Azerbeycan’ın Geylan ilçesinde medfun bulunan Hak dostlarından Tacüddin Zahid-i Geylani hazretleri ”rahmetullahi aleyh“, bir gün sevdiği bir gence;
- Yavrum! Dünyada kalmak zamanı pek azdır, buyurdu. Bu zamanın da çoğu boş yere geçmiş, geriye pek azı kalmıştır. Ahiret zamanı ise sonsuz olup, orada başa gelecek şeyler, bu birkaç günlük işlere bağlıdır.
Ve ekledi:
- Bundan sonra, ya sonsuz nimetler, zevkler, yahut bitmez tükenmez azablar, acılar vardır. Peygamber efendimiz aleyhisselam bunları haber vermiştir ki, elbette olacaklardır. Aklı olan kimsenin durmadan çalışması lazımdır.
Delikanlı sordu:
- Ne tavsiye edersiniz efendim?
- Yavrum! Ömrün en kıymetli zamanları, boş yere geçti. Hep nefsin isteklerini yapmakla tükendi. Şimdi, ömrün en kıymetsiz, başarısız zamanı kaldı ki bununla da Allahü teâlânın beğendiği işleri yapmaz, elden kaçırdığımızı az bir emekle ve kısa bir sıkıntı ile, sonsuz nimetlere kavuşmazsak, yarın kıyamet gününde, Allahü teâlânın huzuruna ne yüzle çıkabilir, oraya ne özür ve bahane götürebiliriz?
Şöyle devam etti:
- Bu gaflet uykusu ne vakte kadar sürecek? Gaflet pamuğu kulaklardan ne zaman atılacak? Bir gün, gözlerden perdeyi kaldıracak, kulaklardan gaflet pamuğunu çıkaracaklar. Fakat faydası olmayacak. O zaman pişmanlıktan, utanmaktan başka yapılacak şey olmayacak.

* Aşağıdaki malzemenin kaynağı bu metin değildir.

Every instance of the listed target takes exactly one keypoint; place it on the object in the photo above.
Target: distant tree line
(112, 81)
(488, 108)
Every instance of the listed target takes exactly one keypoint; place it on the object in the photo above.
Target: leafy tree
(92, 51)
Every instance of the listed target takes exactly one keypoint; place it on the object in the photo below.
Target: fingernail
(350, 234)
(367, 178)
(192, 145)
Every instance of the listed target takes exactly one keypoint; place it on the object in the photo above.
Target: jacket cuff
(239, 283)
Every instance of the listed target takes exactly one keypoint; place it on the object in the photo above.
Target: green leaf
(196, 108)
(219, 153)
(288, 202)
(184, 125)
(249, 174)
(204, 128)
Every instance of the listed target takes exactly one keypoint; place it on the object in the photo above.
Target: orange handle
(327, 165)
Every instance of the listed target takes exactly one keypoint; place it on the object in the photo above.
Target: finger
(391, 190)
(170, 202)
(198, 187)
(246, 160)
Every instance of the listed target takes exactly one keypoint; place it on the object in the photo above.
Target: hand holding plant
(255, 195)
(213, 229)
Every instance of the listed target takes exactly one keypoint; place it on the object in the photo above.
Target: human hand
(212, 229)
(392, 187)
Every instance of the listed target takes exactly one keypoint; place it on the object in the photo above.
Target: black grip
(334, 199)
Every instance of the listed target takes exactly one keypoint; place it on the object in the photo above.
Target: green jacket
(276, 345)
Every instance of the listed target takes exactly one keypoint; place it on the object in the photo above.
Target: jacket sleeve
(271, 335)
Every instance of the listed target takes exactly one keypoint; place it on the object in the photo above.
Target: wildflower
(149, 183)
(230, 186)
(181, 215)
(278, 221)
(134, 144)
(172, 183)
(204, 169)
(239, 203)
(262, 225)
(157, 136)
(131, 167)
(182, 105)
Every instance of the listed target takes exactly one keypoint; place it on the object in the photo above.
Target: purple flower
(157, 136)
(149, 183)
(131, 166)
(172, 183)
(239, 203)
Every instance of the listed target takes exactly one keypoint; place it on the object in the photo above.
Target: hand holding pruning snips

- Tavsiyeniz nedir efendim?
- Ölüm gelmeden önce yapılacak işi yapmalı, yüzü ak olarak Allahü teâlâyı özleyerek can vermelidir.
- Yapılacak iş nedir hocam?
- Önce itikadı düzeltmek lazımdır. Dinden olduğu tevatür yolu ile, yani çok kimselerin söylemesiyle, zaruri olarak bilinen şeylere inanmak elbette lazımdır.
- Sonra hocam?
- Bundan sonra, fıkıh kitaplarında yazılı olan şeyleri öğrenmeli ve yapmalıdır. Bundan sonra da tasavvuf yolunda ilerlemeye sıra gelir. Fakat bu, kimsenin bilmediği şeyleri bilmek, kimsenin görmediği şeyleri görmek için değildir.
- Ya ne içindir efendim?
- “Hakiki iman”a kavuşmak, yani İslamiyet’e uymakta kolaylık duymak içindir.